Nasional

Soal Hijrah yang Dimaknai Sempit oleh Sebagian Kalangan

Sab, 9 Mei 2020 | 11:30 WIB

Soal Hijrah yang Dimaknai Sempit oleh Sebagian Kalangan

Pengajar Linguistik Unusia, Fariz Alnizar. (Foto: dok Istimewa)

Jakarta, NU Online
Fenomena hijrah kembali menjadi perbincangan yang hangat setelah Prof Noorhaidi Hasan memberi kritikan yang diunggah melalui kanal youtube sebuah kampus besar di Yogyakarta baru-baru ini.
 
Pengajar Linguistik Universitas Nahdlatul Ulama Indonesia (Unusia), Fariz Alnizar mengatakan pada prinsipnya, sebagai bangsa yang basis budayanya adalah kuat di oralitas, bukan literasi, budaya untuk memistifikasi kata dan membuat slogan juga semakin kuat. 
 
"Masyarakat yang memiliki tingkat keberaksaraan rendah, yang tidak suka membaca, umunya suka memistifikasi kata dan transformasikan menjadi slogan-slogan," kata Fariz, Sabtu (9/5).
 
Hal tersebut juga terjadi pada kata ‘hijrah’. Kata ‘hijrah’ yang menjadi sangat populer belakangan ini dan memakai konsep hijrah untuk menandai kepindahan mereka. Hijrah diartikan sebagai transformasi. 
 
Yang menjadi soal, kata Fariz, dalam konteks kata hijrah, kita menyaksikan implementasi yang cenderung kontraproduktif dengan makna konseptual yang diharapkan.
 
Slogan hijrah, dalam konteks yang dipakai oleh kalangan beragama di perkotaan, belakangan justru banyak digaungkan untuk membentengi diri dari mereka yang dianggap belum berhijrah.
 
"Menciptakan gugusan 'kami' yang berdiri di seberang 'mereka'. Hijrah justru tidak membuat mereka menjadi toleran, malah sebaliknya menjadi intoleran terhadap yang berbeda," papar Fariz.
 
Fariz meneruskan, dalam Bahasa Arab, 'hijrah' memiliki arti perpindahan fisik dari suatu tempat ke tempat yang lain. Kata 'hijrah' ini menjadi populer dalam khazanah Islam sebab Nabi Muhammad SAW pada zaman dahulu pindah dari kota Makkah ke Madinah sebagai bentuk strategi perjuangan. Pengertian 'hijrah' seperti ini pada kenyataanya tidak berubah di dunia Arab.
 
Hanya saja sebagaimana yang kita saksikan, di Indonesia-khususnya fenomena di kalangan Muslim perkotaan—makna hijrah berevolusi dan berubah makna dan diartikan sebagai perubahan sikap keagamaan, dari yang kasual menjadi ketat, kaku dan rigid.
 
"Di tangan Muslim perkotaan, hijrah diartikan lebih spesifik dan sempit: sebagai perubahan sikap dan perilaku keagamaan, meskipun tidak ada jaminan bahwa perubahan tersebut memang murni wujud transformasi kesalehan dan spiritulaitas atau justru sebaliknya merupakan wujud marketisasi religi," kata Fariz.

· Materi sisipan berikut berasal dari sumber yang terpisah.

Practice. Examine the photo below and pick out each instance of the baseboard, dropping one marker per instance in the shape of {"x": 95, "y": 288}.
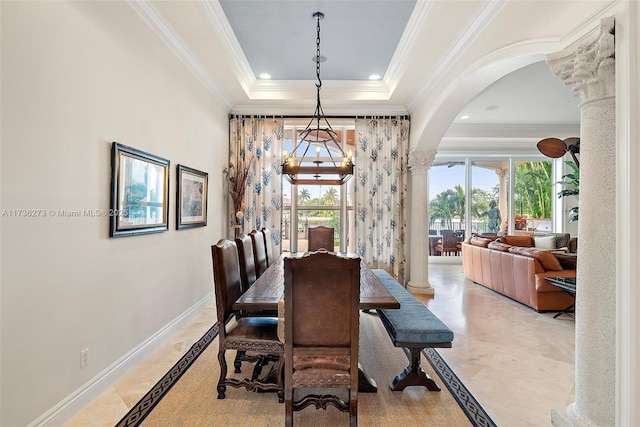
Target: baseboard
{"x": 77, "y": 400}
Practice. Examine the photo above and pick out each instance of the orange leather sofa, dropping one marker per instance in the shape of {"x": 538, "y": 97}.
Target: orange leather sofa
{"x": 517, "y": 272}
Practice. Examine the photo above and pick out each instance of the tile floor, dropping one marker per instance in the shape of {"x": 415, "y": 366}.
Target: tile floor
{"x": 519, "y": 364}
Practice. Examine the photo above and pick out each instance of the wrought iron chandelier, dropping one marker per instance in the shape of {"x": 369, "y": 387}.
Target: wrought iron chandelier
{"x": 300, "y": 167}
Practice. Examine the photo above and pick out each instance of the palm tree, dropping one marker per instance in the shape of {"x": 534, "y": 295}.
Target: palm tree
{"x": 304, "y": 196}
{"x": 330, "y": 197}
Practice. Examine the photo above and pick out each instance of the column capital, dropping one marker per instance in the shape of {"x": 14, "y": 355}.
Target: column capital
{"x": 420, "y": 161}
{"x": 589, "y": 67}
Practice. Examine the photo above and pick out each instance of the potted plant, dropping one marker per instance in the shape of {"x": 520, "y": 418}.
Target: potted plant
{"x": 571, "y": 183}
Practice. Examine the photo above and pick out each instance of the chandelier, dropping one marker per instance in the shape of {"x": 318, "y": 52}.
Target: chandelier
{"x": 301, "y": 167}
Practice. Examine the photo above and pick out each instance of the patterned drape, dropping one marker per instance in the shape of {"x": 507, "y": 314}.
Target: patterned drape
{"x": 256, "y": 143}
{"x": 381, "y": 158}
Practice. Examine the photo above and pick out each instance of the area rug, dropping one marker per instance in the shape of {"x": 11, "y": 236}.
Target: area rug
{"x": 186, "y": 395}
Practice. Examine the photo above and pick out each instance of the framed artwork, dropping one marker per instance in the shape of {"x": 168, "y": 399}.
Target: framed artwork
{"x": 139, "y": 192}
{"x": 191, "y": 201}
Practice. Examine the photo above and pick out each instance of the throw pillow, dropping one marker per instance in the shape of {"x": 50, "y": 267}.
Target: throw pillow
{"x": 545, "y": 242}
{"x": 480, "y": 241}
{"x": 502, "y": 247}
{"x": 522, "y": 241}
{"x": 546, "y": 259}
{"x": 562, "y": 240}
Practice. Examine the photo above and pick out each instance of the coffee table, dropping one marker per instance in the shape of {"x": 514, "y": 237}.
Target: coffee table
{"x": 567, "y": 284}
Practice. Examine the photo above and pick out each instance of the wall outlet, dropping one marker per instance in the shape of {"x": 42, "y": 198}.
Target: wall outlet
{"x": 84, "y": 358}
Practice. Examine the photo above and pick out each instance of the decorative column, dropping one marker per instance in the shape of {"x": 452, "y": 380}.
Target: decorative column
{"x": 419, "y": 163}
{"x": 590, "y": 69}
{"x": 503, "y": 174}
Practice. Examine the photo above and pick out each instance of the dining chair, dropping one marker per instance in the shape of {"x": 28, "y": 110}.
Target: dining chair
{"x": 320, "y": 237}
{"x": 448, "y": 243}
{"x": 321, "y": 323}
{"x": 268, "y": 243}
{"x": 248, "y": 277}
{"x": 259, "y": 251}
{"x": 247, "y": 261}
{"x": 245, "y": 334}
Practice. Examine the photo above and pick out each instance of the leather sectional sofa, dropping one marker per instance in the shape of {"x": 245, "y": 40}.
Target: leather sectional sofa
{"x": 514, "y": 267}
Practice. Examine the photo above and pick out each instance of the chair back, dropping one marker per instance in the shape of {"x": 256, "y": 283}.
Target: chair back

Dalam ajaran Islam, peristiwa hijrah adalah peristiwa ikonik. Ruh ajaran agama adalah transformasi dari yang buruk ke arah yang lebih baik. Demi mengabadikan ikon tersebut, Islam membuat penanggalan dengan mendapuk hijrah sebagai basis titi mangsanya. Maka kalender yang dipakai bernama Hijriah. 
 
Karena itu, imbuh Fariz, menjadikan hijrah sebagai slogan mestinya bukan merupakan sebuah persoalan sepanjang kita semua mafhum secara konseptual dan praksis apa yang dimaksud dengan hijrah. 
 
"Sebab tanpa memahami konsep, slogan bukan saja berhenti sebatas hanya sebagai propaganda, namun lebih dari itu slogan itu akan hidup dan berjalan di atas rel yang salah. Ini yang menjadi sangat berbahaya," pungkasnya.

Sementara itu video ceramah Prof Noorhaidi Hasan terkait hijrah, berisi ajakan untuk menjadikan bulan suci Ramadhan sebagai momentum untuk lebih baik. Prof Noorhaidi mengatakan Ramadhan adalah bulan di mana kesempatan untuk hijarah, berpindah dari tidak menyukai hal hal yang disukai oleh Allah menjadi melakukan lebih banyak hal-hal yang disukai.
 
Menurutnya hal itulah makna hijrah secara spiritual dan transedental. Sayangnya banyak anak muda yang menerjamahkan hijrah secara politis, sehingga membenci golongan lain yang tidak sependapat dengannya.